Een verdere uitbreiding naar de familiesfeer zou een moeilijk te verdedigen ongelijkheid creëren binnen de doorschuivingsregeling. Het opnemen van een voortzettingseis zou het overnameproces ongunstig beïnvloeden door het ontbreken van een sanctiemogelijkheid. Doorschuiving à la carte kan leiden tot het, vanuit een fiscaal oogpunt zoeken naar een optimaal evenwicht tussen uitstel van belastingheffing en het ontvangen van een zo hoog mogelijke overdrachtsprijs. De budgettaire derving zou in eerste instantie enkele tientallen miljoenen guldens kunnen bedragen. Ook kan precedentwerking naar de vennootschappelijke sfeer ontstaan. Ten slotte leidt deze variant tot aanzienlijke
administratieve lasten.

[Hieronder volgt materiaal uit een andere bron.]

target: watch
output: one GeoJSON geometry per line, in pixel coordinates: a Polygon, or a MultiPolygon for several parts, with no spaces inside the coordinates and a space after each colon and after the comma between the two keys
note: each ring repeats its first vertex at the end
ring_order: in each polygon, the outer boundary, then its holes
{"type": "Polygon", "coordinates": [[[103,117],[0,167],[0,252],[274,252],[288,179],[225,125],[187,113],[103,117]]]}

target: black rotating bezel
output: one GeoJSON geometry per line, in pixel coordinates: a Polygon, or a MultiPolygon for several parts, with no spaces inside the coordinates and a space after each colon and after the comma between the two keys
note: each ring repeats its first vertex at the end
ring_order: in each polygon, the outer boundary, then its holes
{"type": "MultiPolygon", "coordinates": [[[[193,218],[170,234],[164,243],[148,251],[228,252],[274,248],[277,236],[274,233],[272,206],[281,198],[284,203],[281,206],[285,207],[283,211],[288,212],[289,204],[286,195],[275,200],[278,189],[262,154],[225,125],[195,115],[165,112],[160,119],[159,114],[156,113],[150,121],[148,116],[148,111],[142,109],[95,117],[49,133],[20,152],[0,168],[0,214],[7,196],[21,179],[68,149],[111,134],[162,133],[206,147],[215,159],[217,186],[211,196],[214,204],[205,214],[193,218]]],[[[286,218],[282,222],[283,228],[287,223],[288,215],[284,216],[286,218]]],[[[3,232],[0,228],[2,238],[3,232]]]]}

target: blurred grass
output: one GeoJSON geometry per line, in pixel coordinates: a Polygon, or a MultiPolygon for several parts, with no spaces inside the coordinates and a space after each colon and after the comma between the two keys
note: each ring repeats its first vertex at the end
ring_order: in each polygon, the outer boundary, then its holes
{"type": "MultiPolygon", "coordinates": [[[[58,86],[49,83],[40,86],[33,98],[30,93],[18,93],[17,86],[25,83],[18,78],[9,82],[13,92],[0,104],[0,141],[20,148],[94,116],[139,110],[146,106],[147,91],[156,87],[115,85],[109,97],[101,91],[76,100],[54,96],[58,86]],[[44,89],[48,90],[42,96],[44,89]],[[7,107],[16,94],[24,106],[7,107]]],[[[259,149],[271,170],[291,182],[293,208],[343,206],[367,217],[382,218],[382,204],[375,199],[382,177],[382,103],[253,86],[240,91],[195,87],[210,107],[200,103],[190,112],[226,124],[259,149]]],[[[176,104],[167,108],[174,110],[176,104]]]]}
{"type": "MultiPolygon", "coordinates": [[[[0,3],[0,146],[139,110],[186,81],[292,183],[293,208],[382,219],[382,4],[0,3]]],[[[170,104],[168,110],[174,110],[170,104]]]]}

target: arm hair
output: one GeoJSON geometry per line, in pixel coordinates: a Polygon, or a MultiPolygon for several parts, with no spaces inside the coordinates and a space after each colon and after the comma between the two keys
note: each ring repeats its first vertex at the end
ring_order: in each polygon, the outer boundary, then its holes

Doorschuiving tegen schuldigerkenning brengt een niet goed op te lossen afbakeningsproblematiek met zich mee, en het risico van uitstel of afstel van de aflossing.


---


1 Kamerstukken II, 2000/2001, 27 209, nr. 20

Kamerstukken II, 2001/2002, 28 034, nr. 8

Voor de volledigheid merk ik op dat de faciliteit ook kan worden toegepast ten aanzien van een derde, wanneer de onderneming aan hem toekomt krachtens erfrecht. Dit zal echter niet veelvuldig voorkomen.